La peau qui tire après avoir trop pris le soleil.
Les bancs de poissons accompagnant certaines baignades.
Les cheveux gainés par le sel.
Les filets qui sèchent et que les pêcheurs nettoient studieusement après chaque sortie en mer.
Le partage de la nourriture à table. Surprenante, cette tradition nous a très vite séduits : plutôt que de commander des plats individuels, nous options pour de multiples plats que l'on partageait tous ensemble.
L'énorme poisson aperçu dans le bec d'une mouette en plein vol.
La minuscule chapelle cachée sous la roche et uniquement visible de la mer. Construite lors de la guerre gréco-turque (1919-1922), elle permettait aux chrétiens de continuer à célébrer la messe en secret.
La piste d'atterrissage d'hélicoptère d'une incroyable villa posée à flanc de falaise.
Le goût des Grecs pour le tabac.
La peur de tomber dans l'eau chaque fois que la passerelle jetée entre le pont et le quai affichait une dangereuse inclinaison.
La chaleur d'un mois de mai qui laisse imaginer la torpeur d'un mois de juillet. La capacité des éoliennes à défigurer la crête des îles.
L'odeur de pain frais caressant le port.
La sensation de tanguer sur la terre ferme. Essayer de fermer les yeux. Les rouvrir très vite, de peur de basculer.
La lumière incroyablement poudreuse du coucher de soleil sur le temple de Poséidon.
La pensée paradoxale consistant à détester les touristes tout en sachant que nous en sommes également.
Les catamarans plus spacieux que le nôtre nous permettant d'entrevoir ce à quoi pourrait ressembler notre hypothétique futur habitat flottant.

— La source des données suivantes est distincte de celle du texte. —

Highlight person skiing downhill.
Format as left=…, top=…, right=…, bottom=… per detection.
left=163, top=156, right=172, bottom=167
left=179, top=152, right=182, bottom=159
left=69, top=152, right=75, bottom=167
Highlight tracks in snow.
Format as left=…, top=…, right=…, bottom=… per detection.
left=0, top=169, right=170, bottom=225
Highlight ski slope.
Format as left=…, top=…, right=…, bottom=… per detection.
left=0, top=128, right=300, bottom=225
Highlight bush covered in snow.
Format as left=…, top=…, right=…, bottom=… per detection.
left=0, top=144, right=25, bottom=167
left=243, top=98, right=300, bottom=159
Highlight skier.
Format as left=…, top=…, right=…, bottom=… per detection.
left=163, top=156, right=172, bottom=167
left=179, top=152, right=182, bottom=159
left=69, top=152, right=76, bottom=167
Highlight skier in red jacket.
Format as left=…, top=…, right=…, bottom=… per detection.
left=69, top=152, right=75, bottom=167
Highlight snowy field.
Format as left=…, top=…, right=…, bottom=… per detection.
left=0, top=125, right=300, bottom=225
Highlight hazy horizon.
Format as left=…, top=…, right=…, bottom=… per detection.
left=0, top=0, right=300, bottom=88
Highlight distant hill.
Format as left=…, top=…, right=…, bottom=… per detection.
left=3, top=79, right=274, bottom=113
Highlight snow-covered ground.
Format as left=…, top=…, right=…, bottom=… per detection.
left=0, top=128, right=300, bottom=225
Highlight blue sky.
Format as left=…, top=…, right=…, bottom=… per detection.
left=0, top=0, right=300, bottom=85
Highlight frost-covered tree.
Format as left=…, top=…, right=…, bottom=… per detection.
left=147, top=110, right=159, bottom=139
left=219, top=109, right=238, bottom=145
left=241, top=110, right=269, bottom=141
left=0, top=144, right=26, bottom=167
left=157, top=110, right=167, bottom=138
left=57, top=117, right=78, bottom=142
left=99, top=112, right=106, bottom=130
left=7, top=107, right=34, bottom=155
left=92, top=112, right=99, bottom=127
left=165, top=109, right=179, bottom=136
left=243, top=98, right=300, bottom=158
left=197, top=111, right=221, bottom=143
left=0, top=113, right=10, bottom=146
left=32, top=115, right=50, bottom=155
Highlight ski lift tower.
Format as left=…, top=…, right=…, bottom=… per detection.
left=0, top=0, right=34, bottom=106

Les léchettes de Charles sur le dos de sa main après la baignade : "Je me suis transformé en chips !".
Le soleil qui nous dévore.
La porte de la petite église que je poussai sans trop y croire (toutes les églises croisées sur notre chemin étaient fermées) et qui me laissa pénétrer dans un espace hors du temps saturé d'encens, de dorures et de fraîcheur.
Le poids grandissant de deux packs d'eau portés sur plusieurs centaines de mètres.
L'impossibilité de lire, tant les stimulus visuels extérieurs sont nombreux.
Les fous rires nerveux générés par les montagnes russes nautiques provoquées par un coup de vent imprévu.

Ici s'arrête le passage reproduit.